Fulfilling the Dream in St. Charles
Columnist sees signs in the King Community Worship Service that King's "I Have a Dream" speech is becoming real.
The button on my clergy robe stated, “Fulfill the dream.”
The black and white metal button is slightly larger than a quarter and has a photo of the Rev. Dr. Martin Luther King, Jr. on it. It was given to me a few years ago by a man I also admire greatly.
Clergy don’t usually wear buttons on their robes, but I did, along with my clergy stole this past Monday night at the community worship service in honor of King. I wanted to participate in the evening with this reminder.
King made his dream known on Aug. 28, 1963 at the Lincoln Memorial in what is called his “I Have A Dream” speech.
“I have a dream that my four little children will one day live in a nation where they will not be judged by the color of their skin but by the content of their character. I have a dream today.”
King told us what the dream would look like in reality. That dream lives on in our personal consciousness as well as in our laws and national conscience.
The button I wore read “fulfill the dream,” not that the dream is fulfilled.
As I sat in my place in the choir at Monday’s service, I looked around for signs of the dream being fulfilled.
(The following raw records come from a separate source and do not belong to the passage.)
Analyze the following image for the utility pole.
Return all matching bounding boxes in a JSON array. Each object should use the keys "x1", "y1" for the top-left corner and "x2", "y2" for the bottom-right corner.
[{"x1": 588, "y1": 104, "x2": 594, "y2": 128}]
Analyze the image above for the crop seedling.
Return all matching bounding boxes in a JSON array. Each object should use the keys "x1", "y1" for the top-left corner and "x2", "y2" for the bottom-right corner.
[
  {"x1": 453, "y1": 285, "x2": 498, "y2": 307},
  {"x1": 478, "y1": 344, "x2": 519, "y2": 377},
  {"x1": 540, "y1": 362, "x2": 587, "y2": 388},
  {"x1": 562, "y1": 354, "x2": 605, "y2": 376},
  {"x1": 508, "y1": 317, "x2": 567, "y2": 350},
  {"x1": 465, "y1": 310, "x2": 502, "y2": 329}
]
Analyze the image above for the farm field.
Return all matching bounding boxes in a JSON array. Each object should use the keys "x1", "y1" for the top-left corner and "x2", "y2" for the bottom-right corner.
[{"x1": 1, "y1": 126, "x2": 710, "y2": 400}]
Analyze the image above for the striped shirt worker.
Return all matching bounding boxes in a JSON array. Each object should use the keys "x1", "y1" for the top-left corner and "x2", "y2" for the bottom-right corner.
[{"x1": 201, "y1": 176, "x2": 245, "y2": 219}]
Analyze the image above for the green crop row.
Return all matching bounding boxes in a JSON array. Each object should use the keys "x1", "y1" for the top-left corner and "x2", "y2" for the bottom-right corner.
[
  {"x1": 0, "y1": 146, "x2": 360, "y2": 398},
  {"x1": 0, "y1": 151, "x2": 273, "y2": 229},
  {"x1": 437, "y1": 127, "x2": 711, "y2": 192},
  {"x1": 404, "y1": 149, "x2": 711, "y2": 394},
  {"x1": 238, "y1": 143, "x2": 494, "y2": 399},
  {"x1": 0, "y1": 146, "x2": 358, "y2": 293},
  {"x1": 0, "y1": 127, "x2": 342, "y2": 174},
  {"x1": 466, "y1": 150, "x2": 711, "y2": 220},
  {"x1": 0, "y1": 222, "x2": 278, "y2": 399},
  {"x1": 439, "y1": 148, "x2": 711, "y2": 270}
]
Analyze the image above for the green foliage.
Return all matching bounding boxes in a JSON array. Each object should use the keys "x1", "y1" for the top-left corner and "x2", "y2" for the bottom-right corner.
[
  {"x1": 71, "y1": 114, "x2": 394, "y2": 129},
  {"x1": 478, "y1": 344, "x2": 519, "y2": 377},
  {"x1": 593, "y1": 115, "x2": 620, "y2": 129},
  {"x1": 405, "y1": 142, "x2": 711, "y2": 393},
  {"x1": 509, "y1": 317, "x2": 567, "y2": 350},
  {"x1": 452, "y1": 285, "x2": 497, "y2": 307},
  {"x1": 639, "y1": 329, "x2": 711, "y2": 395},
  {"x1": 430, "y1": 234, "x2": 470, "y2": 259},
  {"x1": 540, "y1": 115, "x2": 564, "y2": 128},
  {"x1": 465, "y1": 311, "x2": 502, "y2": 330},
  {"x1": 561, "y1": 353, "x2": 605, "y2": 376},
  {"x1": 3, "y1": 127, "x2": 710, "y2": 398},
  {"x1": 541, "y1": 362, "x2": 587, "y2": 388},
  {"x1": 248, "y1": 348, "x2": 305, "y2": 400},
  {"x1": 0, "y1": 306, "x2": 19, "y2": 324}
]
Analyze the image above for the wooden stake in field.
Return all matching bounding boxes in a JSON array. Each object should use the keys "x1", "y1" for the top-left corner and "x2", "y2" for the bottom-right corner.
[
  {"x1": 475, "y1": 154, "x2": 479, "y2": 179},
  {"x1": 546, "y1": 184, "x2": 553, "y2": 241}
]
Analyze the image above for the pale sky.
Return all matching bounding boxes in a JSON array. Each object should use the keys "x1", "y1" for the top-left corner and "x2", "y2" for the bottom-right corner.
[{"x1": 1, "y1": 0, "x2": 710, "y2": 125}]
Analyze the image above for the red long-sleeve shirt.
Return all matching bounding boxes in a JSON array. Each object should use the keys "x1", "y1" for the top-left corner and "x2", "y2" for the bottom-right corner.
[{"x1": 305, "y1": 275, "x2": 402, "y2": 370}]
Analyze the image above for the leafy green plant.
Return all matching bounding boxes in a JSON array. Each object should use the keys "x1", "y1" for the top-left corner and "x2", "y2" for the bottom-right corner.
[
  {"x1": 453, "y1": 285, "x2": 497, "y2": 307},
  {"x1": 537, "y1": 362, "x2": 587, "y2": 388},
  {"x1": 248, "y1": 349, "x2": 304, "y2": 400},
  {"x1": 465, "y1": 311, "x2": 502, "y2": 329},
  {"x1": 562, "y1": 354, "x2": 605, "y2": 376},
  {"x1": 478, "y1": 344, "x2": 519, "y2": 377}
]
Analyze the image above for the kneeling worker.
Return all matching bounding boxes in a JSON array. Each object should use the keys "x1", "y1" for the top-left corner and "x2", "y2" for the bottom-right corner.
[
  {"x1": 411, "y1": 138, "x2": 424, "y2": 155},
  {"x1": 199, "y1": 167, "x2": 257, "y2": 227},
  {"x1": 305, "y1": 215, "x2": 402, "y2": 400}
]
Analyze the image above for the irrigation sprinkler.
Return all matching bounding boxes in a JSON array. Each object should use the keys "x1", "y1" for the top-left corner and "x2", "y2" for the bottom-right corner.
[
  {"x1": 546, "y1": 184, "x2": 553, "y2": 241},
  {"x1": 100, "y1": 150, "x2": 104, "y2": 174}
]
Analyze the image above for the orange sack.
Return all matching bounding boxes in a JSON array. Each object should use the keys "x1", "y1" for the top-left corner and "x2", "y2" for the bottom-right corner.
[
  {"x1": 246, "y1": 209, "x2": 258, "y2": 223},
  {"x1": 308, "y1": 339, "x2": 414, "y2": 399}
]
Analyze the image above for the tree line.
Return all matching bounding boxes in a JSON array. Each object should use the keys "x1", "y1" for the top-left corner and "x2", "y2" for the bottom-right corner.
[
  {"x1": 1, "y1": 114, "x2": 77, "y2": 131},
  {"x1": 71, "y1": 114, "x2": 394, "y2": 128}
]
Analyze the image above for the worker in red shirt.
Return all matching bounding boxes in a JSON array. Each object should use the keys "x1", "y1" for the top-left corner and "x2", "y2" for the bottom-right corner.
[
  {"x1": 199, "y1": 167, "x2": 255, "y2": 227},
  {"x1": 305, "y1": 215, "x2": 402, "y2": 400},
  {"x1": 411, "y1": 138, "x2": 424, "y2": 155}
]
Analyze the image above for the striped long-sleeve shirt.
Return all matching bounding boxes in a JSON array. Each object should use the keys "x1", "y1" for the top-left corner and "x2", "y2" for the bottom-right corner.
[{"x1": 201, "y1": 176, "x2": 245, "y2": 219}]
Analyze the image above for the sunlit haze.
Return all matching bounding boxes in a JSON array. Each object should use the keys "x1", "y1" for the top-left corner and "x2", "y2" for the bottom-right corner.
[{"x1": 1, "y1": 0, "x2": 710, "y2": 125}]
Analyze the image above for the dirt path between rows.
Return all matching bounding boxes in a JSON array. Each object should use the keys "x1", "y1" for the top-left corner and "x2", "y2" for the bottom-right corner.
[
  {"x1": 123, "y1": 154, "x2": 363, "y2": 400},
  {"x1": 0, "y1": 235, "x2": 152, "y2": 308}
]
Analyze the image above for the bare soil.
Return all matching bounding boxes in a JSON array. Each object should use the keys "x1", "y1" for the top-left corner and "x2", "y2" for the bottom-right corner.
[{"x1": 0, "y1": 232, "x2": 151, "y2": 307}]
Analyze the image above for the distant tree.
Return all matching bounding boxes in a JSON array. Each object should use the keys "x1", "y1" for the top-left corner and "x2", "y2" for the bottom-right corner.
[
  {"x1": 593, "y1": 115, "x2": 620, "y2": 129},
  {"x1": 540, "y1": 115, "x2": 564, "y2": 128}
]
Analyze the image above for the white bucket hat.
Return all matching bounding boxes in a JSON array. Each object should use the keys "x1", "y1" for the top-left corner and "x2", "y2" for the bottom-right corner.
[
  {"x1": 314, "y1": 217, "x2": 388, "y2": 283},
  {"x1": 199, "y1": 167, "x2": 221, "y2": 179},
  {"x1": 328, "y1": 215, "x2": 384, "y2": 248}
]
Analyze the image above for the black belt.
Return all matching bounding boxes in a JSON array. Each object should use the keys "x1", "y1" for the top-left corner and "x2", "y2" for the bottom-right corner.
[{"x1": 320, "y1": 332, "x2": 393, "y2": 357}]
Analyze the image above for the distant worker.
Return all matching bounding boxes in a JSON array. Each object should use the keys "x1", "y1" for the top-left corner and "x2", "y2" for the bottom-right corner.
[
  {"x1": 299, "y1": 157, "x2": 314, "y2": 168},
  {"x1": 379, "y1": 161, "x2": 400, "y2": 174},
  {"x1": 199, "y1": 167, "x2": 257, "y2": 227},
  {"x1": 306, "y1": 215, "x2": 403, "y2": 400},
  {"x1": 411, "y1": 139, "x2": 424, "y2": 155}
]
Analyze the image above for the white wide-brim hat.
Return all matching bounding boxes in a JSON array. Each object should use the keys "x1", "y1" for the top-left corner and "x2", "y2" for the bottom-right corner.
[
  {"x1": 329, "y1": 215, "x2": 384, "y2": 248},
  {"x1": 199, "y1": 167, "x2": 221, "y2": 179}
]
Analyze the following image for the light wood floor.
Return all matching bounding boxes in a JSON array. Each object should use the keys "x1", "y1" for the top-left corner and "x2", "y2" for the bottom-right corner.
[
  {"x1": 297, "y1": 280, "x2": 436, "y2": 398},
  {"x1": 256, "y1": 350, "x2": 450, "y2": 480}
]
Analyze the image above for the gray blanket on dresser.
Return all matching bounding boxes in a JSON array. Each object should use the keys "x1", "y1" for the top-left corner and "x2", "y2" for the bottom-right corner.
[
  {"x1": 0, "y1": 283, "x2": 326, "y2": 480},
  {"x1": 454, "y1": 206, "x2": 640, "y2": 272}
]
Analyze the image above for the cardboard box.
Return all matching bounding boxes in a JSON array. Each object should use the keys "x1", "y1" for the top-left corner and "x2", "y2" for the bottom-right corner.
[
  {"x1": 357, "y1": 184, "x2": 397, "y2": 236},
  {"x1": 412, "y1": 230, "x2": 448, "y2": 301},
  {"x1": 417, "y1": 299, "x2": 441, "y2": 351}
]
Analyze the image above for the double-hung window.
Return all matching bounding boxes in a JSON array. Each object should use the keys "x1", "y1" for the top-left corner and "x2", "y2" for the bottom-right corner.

I found them in the St. Charles Community Choir, the Human Relations Commission, the Community Builder award recipient, and in the call to action.
The St. Charles Community Choir's members come from 10 different churches in St. Charles: Faith United Methodist, First United Methodist, Mt. Zion Missionary Baptist, St. Charles Borromeo, St. Charles Christian, St. Charles Presbyterian, St. Cletus, St. John African Methodist Episcopal, St. John United Church of Christ and Trinity Episcopal.
I took time to list all 10 churches because I believe the St. Charles Community Choir represents fulfilling the dream. The choir is a group of men and women, old and young, protestant and catholic, who have skin tones of varying shades. We do our best to blend our voices and make a holy sound.
It didn’t matter if we said we were Presbyterian, Catholic, or Missionary Baptist. We sang side by side, shared music, shared space, shared mistakes. We were one choir for one night.
The St. Charles Human Rights Commission, established by the city, is another way the dream is being fulfilled. Commission president Pam Coaxum told the approximately 300 people who had gathered at St. Cletus Catholic Church that the commission works to promote mutual understanding and respect among all social, racial, religious, cultural, and ethnic groups in the community.
I believe that the creation of this commission is a step in changing St. Charles' environment. I am also glad that so many people who may not have known about the commission heard about it at a service honoring King.
The St. Charles Ministerial Alliance presented its Community Builder Award at the King Community Worship Service to Donna Martin and the Sharing Meals Program. Just over a year ago, there was no place in St. Charles for down-on-their-luck people to find a meal on the weekend. Through Martin’s efforts and St. John's church, Sharing Meals began offering lunch one Saturday a month at the church. Trinity Episcopal Church is a partner in Sharing Meals, and now lunch is served at Trinity Episocopal Church a second Saturday each month.
Creating a ministry to fill a void in services for a vulnerable segment of the community builds up the community making it a better, more just and compassionate place. Feeding the hungry and coming up with a creative way to do so is fulfilling the dream.
The Rev. Traci Blackmon, pastor at Christ the King United Church of Christ in Florissant, was the preacher for the worship service.
At the end of her message, the call to action, Blackmon asked, “Are you a servant of God or have you simply chosen to serve God?”
As a servant of God, you gave given up control, she said. You have turned control of your life over to God. But, in choosing to serve God, you are still in control. You still decide when to serve, where to serve, who to serve.
I found this part of her message to be challenging and humbling. There is nothing wrong in serving others in the name of God. There is something wrong when we think are doing a good job of “doing good.” Are we servants of God, giving of time, talent and treasure because we can do nothing else, called to do so by God, or serving because we think we can this week?
To fulfill the dream we must give up of control.
We are not there yet. But signs have been seen. And many of us share the dream King once shared with us.